Is it possible that Harsnett’s description of events nearly twenty years old took colour from a stage performance, or a private reading of King Lear which, in its turn, may have owed something to those same events? The answer to that question depends upon the date of Shakespeare’s play, but Harsnett’s knowledge of the theatre is a strange coincidence.

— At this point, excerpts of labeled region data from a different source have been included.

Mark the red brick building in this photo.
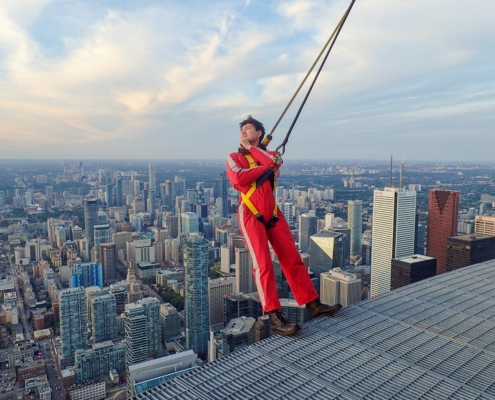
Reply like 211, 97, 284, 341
426, 189, 460, 275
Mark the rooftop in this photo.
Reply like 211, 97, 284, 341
136, 260, 495, 400
395, 254, 435, 264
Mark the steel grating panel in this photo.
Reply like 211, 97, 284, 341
136, 260, 495, 400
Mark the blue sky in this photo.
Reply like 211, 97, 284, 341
0, 0, 495, 161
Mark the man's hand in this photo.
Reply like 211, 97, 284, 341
241, 135, 251, 150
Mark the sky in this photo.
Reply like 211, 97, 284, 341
0, 0, 495, 162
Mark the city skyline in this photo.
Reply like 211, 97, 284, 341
0, 0, 495, 161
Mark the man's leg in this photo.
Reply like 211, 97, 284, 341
239, 204, 281, 311
267, 210, 318, 305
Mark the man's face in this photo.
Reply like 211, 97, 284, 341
241, 124, 262, 146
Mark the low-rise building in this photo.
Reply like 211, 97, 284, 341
16, 359, 46, 387
67, 381, 106, 400
24, 375, 52, 400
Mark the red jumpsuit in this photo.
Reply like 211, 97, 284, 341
227, 146, 318, 311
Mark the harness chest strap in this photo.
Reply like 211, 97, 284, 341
241, 154, 278, 222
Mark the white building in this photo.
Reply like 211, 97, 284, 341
474, 217, 495, 236
371, 187, 416, 297
320, 268, 363, 307
235, 247, 256, 293
208, 278, 236, 325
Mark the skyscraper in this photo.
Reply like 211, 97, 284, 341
98, 243, 117, 282
84, 199, 98, 250
148, 190, 156, 221
115, 178, 123, 207
347, 200, 363, 256
58, 287, 88, 365
474, 217, 495, 236
208, 278, 235, 325
70, 263, 103, 288
426, 189, 460, 275
183, 233, 210, 359
220, 172, 229, 218
105, 183, 114, 207
180, 212, 199, 233
91, 293, 117, 343
93, 225, 111, 263
284, 202, 296, 226
235, 247, 256, 293
309, 230, 344, 276
390, 254, 437, 290
148, 164, 156, 193
137, 297, 162, 358
299, 212, 316, 252
320, 268, 363, 307
127, 264, 143, 303
446, 235, 495, 271
160, 303, 181, 342
124, 303, 148, 396
371, 187, 416, 297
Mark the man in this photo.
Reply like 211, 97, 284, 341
227, 116, 342, 335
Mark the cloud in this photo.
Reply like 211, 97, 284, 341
0, 0, 495, 158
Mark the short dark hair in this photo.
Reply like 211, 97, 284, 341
239, 115, 265, 144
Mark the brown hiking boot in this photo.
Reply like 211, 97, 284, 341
306, 297, 342, 318
268, 310, 299, 336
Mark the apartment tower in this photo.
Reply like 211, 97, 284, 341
426, 189, 460, 275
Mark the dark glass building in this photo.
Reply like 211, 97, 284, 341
446, 235, 495, 271
390, 254, 437, 290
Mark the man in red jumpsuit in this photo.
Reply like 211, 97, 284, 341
227, 116, 342, 335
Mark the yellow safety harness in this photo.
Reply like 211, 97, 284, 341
241, 154, 278, 229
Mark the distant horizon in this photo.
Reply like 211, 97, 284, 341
0, 0, 495, 164
0, 156, 495, 166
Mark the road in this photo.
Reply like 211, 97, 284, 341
7, 253, 31, 340
39, 339, 64, 400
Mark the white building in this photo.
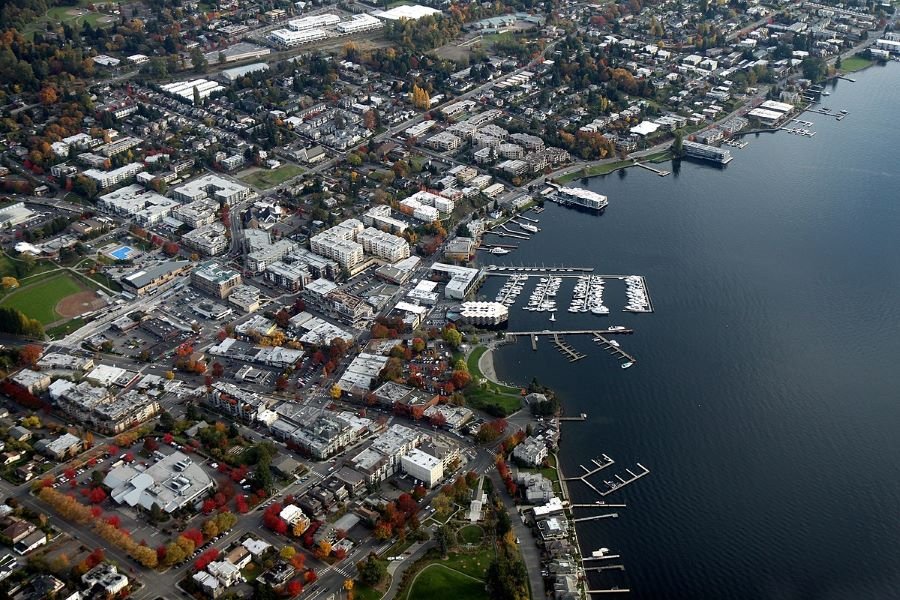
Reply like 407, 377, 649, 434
103, 452, 214, 513
82, 163, 144, 190
97, 183, 178, 227
356, 227, 409, 263
400, 448, 444, 488
173, 175, 251, 206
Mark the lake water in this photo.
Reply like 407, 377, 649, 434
480, 63, 900, 600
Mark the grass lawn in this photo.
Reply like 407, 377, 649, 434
556, 160, 634, 183
241, 164, 303, 189
456, 525, 484, 544
353, 581, 384, 600
407, 563, 488, 600
841, 56, 872, 73
0, 274, 84, 325
45, 317, 85, 340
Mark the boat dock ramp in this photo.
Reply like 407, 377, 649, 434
572, 513, 619, 523
634, 162, 671, 177
594, 332, 637, 363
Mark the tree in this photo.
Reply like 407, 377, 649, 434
356, 554, 387, 586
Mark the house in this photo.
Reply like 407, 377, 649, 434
6, 425, 31, 442
13, 530, 47, 556
2, 517, 37, 544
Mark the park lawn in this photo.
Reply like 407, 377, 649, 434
407, 563, 488, 600
841, 56, 872, 73
556, 160, 634, 183
0, 274, 84, 325
466, 346, 522, 396
353, 581, 384, 600
241, 163, 303, 189
456, 525, 484, 544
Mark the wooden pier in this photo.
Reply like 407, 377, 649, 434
584, 565, 625, 572
484, 226, 531, 240
504, 327, 634, 337
594, 331, 637, 363
563, 454, 616, 482
552, 333, 587, 362
634, 162, 671, 177
572, 513, 619, 523
585, 463, 650, 496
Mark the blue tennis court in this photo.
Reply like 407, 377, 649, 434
109, 246, 134, 260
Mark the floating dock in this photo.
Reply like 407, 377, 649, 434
595, 331, 637, 363
634, 162, 671, 177
552, 333, 587, 362
585, 463, 650, 496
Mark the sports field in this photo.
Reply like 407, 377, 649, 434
0, 273, 95, 325
407, 563, 488, 600
241, 164, 303, 190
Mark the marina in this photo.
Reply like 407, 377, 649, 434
553, 333, 587, 362
594, 333, 637, 365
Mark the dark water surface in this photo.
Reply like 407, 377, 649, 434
481, 63, 900, 600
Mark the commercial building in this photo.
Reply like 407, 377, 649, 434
459, 302, 509, 326
103, 452, 214, 513
162, 79, 225, 104
362, 204, 409, 233
431, 263, 484, 300
682, 142, 732, 165
266, 29, 328, 48
400, 449, 444, 488
181, 221, 230, 256
120, 260, 191, 296
97, 183, 178, 227
82, 163, 144, 190
34, 433, 84, 460
356, 227, 409, 263
0, 202, 34, 228
191, 261, 241, 298
309, 219, 364, 269
228, 285, 259, 313
50, 379, 159, 434
173, 175, 251, 206
220, 63, 269, 83
81, 562, 128, 598
172, 198, 219, 227
336, 14, 384, 35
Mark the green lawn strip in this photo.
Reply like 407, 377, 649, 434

A great deal has been written in recent years about the sources of individual plays, but this book is the first attempt at a much-needed synthesis, though it deals only with the comedies and tragedies. Professor Muir has wisely postponed a discussion of the History Plays for a second volume, “since there is so much disagreement about the materials on which Shakespeare worked”. The disagreement is, of course, on the vital question of “Who borrowed from whom ?”—a question whose implications have not yet been fully realized.